Again the flow depends from author to author, book to book – flashbacks, cliffhangers, etc. are the chapter styles that I am accustomed to. Now, what works for a crime thriller won’t necessarily work or not work for a romance. Eh, all I am trying to say is – instead of aping a chapter style that has become popular of recent – here I go back to Dan Brown’s alternating narratives – try picturing a movie that is based on your book.
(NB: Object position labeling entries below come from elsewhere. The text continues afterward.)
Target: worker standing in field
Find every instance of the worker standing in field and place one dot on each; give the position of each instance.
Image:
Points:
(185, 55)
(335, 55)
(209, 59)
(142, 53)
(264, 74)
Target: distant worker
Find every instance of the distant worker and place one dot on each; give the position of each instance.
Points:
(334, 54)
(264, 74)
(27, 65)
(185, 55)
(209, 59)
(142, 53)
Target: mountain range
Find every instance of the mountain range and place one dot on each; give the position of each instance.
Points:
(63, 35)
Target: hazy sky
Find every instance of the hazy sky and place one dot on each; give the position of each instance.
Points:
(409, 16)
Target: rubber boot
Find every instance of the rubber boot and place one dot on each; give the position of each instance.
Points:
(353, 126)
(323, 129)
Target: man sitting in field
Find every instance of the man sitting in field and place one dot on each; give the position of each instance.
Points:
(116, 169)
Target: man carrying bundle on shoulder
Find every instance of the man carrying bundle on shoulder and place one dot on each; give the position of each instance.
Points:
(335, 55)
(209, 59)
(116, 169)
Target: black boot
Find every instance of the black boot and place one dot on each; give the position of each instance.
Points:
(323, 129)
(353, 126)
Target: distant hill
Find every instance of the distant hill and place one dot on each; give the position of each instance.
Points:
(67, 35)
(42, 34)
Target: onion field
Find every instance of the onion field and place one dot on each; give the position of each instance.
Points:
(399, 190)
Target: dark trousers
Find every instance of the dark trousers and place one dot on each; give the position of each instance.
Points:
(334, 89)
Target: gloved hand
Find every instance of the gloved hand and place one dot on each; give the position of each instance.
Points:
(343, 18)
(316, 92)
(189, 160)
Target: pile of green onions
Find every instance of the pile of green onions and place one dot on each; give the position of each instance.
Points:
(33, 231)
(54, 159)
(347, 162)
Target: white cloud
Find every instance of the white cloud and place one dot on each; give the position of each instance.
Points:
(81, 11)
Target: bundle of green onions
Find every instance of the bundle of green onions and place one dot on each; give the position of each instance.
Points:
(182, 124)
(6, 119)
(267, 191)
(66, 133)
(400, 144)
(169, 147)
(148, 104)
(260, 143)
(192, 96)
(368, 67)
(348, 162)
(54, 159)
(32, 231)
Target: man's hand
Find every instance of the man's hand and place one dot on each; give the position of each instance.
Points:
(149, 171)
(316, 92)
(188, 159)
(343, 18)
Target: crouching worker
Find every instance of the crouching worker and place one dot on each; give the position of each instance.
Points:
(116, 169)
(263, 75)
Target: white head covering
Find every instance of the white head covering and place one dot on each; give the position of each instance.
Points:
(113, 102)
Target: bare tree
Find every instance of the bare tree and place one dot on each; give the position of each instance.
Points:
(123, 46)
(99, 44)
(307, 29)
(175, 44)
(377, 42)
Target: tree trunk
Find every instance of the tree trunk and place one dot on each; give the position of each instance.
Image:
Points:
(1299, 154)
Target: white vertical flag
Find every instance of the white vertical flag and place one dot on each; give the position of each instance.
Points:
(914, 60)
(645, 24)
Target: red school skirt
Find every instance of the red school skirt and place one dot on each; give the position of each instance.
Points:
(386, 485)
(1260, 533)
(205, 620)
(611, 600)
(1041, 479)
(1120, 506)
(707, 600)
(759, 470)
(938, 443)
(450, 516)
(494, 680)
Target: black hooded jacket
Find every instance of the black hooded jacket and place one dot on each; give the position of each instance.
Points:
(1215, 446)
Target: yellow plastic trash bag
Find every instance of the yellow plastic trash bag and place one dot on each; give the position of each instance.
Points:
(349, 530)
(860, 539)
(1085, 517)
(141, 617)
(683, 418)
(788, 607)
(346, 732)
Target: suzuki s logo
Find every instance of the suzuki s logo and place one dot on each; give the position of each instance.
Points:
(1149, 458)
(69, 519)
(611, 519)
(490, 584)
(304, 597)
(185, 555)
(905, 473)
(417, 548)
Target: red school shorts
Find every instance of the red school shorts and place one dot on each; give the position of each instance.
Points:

How would the screenplay pan out? Try to base the chapters in that sequence, and that style.Is your chapter descriptive? Does it have more dialogues? Does it end abruptly? Do not think about all this. Avoid cliches like – leave a hook and make the reader feel incomplete after one chapter. Do it, but don’t do it consciously. When you’re writing the chapters as if they’re happening on reel, you’ll end up writing the most enticing book ever.
It’s another matter that very few writers are happy with their book’s movie adaptations. The movie reference here is in context with point 3 where the reader should be able to visualise what’s happening – and that is only possible if the chapter style and flow are complementing the author’s narration.
- Revise : Fine tune your work for the finale.
It is a known fact that most writers are big time procrastinators and don’t like revisions.It’s not because they’re lazy. It’s because they lack the motivation of going about a task that is less creatively fulfilling than creating the story and the characters in the first place.
You can make the revision interesting by reading alternately as a diner of the ARDP and the chef who made the soup. Do you like the primary flavor of the soup? Can you find subtle underlying flavors? Yes, pat yourself on the back, and finish the garnishing. No, do the required changes/additions and then garnish it.